The flickering and movement of cilia and hairs is not random; such actions are strictly coordinated, both in an individual cell and in the entire tissue layer covering a certain area of ​​the human body. This movement is explained on the basis scientific research, carried out using microscopic electron examination. This is attributed to the processes of ATP (adenosine triphosphate) breakdown, but at what exact moment and at what stage this coordinated movement occurs, scientists have not yet determined.

Key Features

The cells that make up the ciliated epithelium look like cylinders covered with hairs. Such cells are always in close interaction with other goblet-shaped cells, which secrete a special mucous fraction. Thanks to the movement of the cilia of the ciliated epithelium, this mucus can move or flow. As a specific example of such interaction and movement, one can cite the processes of a person swallowing solid food: mucus moved directly into the throat by the cilia of the ciliated epithelium helps the further passage of solid substances through the digestive tract. In addition, the same mucus and the action of the cilia of the ciliated epithelium help create obstacles for harmful bacteria, dust particles and dirt on the way to the lungs and other respiratory organs.

The main factors influencing the activity of the ciliated epithelium

If considered under electron microscope movements of the cilia of the ciliated epithelium, you can notice a great resemblance to the movement of the hands of a swimming person. A shock phase is distinguished, in which the hairs very quickly move from a horizontal position to vertical position, and return to the starting position – reverse phase.

Ciliated epithelium

Moreover, the first phase proceeds 3 times faster than the second.

The work of the ciliated epithelium is very clearly visible in the respiratory organs, in which the cilia are surrounded by bronchial secretion, which in turn consists of two layers - the upper (dense) and the lower (liquid).

The cilia of the ciliated epithelium work well in the lower part. The upper part is more viscous and is intended to prevent and retain foreign particles. In the presence of irritating factors The production of bronchial secretions increases significantly. Such factors include microbes, smoke phenomena, and dust. Such processes are completely justified from a biological point of view, because this secretion performs preventive and protective functions for the body. With the normalization and removal of irritating phenomena, secretion production returns to normal.

The work of the cilia of the ciliated epithelium is more influenced by external and internal temperature. The rhythm of oscillations increases significantly if the external temperature is high enough. But at a temperature human body over 40 degrees (namely, this temperature can be observed in the presence of colds and inflammatory processes in the body) hair vibrations slow down greatly. The same phenomenon is observed with a strong decrease in body temperature.

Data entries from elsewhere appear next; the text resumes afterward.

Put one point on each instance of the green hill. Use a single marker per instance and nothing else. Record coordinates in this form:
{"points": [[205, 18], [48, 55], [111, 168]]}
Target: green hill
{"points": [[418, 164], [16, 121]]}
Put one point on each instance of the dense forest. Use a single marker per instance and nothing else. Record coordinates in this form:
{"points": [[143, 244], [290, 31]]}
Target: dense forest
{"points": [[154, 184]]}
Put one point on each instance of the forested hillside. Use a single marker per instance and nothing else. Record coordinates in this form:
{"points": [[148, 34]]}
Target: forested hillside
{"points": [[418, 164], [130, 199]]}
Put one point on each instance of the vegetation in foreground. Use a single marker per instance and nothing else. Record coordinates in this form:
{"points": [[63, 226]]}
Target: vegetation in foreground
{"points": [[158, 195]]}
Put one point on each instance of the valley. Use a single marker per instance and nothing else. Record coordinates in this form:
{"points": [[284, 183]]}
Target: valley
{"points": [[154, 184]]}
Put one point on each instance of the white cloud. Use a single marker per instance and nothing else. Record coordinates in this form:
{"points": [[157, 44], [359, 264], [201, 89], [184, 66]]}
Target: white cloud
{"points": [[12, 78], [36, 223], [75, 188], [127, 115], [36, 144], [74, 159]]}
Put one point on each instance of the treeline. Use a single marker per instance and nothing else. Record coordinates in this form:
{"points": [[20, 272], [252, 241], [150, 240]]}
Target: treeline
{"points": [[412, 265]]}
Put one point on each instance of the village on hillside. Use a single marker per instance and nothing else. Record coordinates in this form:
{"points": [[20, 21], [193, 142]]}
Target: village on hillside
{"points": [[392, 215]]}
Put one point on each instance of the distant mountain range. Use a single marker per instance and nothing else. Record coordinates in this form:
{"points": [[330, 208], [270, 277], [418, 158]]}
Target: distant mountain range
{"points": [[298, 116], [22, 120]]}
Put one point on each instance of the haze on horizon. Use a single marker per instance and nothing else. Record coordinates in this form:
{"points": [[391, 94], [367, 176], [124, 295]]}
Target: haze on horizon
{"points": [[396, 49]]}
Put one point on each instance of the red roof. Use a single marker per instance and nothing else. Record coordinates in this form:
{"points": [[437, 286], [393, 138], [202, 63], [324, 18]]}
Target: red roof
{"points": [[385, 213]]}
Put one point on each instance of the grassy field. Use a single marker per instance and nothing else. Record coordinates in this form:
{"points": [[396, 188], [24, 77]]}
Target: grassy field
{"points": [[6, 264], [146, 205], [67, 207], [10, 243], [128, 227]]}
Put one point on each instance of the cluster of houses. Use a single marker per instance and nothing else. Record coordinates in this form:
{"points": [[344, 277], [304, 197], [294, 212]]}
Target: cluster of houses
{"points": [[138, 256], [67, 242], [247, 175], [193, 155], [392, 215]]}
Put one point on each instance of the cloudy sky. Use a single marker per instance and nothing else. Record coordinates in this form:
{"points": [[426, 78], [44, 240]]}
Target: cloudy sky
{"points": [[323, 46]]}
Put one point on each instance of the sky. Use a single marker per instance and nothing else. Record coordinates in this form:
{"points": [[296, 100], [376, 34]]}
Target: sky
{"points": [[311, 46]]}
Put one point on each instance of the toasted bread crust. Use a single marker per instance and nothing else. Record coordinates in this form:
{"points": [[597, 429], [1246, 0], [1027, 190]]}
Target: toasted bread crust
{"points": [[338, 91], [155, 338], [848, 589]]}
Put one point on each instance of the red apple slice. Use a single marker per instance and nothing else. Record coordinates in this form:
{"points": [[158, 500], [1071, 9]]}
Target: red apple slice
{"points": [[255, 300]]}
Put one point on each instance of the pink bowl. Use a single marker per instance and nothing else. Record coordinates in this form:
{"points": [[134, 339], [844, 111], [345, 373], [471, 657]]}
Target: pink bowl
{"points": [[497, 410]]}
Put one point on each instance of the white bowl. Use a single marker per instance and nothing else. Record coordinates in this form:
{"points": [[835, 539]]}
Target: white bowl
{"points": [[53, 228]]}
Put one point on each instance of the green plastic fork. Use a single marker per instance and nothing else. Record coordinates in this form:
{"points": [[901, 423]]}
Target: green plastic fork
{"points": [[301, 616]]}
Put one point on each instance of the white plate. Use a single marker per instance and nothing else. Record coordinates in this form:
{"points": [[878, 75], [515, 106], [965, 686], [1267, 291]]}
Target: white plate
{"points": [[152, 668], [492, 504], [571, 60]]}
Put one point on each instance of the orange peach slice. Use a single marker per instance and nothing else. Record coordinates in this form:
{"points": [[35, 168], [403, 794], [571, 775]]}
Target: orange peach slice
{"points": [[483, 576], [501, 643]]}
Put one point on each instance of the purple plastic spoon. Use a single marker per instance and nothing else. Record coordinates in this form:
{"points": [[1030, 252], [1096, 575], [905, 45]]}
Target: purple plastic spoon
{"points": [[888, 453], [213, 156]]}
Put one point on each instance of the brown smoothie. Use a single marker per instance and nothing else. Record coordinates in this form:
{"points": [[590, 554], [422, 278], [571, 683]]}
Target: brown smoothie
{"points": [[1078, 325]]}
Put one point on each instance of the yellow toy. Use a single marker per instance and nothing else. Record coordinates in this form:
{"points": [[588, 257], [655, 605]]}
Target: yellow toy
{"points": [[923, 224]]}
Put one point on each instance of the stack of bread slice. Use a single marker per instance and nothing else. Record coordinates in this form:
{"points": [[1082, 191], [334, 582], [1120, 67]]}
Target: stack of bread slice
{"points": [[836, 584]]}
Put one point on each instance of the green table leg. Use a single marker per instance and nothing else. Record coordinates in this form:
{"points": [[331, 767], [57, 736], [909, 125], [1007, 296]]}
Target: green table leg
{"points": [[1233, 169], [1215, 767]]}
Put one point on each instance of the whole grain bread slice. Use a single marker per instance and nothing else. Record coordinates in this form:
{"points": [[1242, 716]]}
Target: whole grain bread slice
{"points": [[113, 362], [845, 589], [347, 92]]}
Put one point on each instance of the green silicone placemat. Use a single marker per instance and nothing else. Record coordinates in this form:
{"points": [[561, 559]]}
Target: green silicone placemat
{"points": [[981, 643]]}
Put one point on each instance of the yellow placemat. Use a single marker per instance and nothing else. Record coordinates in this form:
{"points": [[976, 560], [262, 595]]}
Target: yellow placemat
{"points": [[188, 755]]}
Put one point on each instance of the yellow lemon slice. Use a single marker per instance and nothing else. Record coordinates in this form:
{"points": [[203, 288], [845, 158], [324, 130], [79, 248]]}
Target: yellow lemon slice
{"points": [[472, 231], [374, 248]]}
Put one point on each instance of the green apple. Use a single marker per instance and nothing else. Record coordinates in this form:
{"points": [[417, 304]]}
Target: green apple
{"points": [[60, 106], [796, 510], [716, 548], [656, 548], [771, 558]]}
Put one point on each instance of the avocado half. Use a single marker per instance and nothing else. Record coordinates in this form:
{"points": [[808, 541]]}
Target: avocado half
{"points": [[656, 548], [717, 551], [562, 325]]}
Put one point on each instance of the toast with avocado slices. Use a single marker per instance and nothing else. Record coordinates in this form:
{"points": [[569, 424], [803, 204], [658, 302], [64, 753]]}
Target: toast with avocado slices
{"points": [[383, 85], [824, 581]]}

An interesting fact is that the cilia and hairs of the ciliated epithelium act independently, regardless of external influences. For example, their activity and movements are absolutely independent of stimulation of the brain or when affecting some parts of the spinal cord.

In addition, a number of clinical and scientific studies have confirmed that it is the reliability of the ciliated epithelium that affects the body’s ability to resist various infectious diseases. Secretion production can be regulated sufficiently in simple ways: drink plenty of fluids in hot weather, avoid hypothermia in winter, make sure your breathing is correct.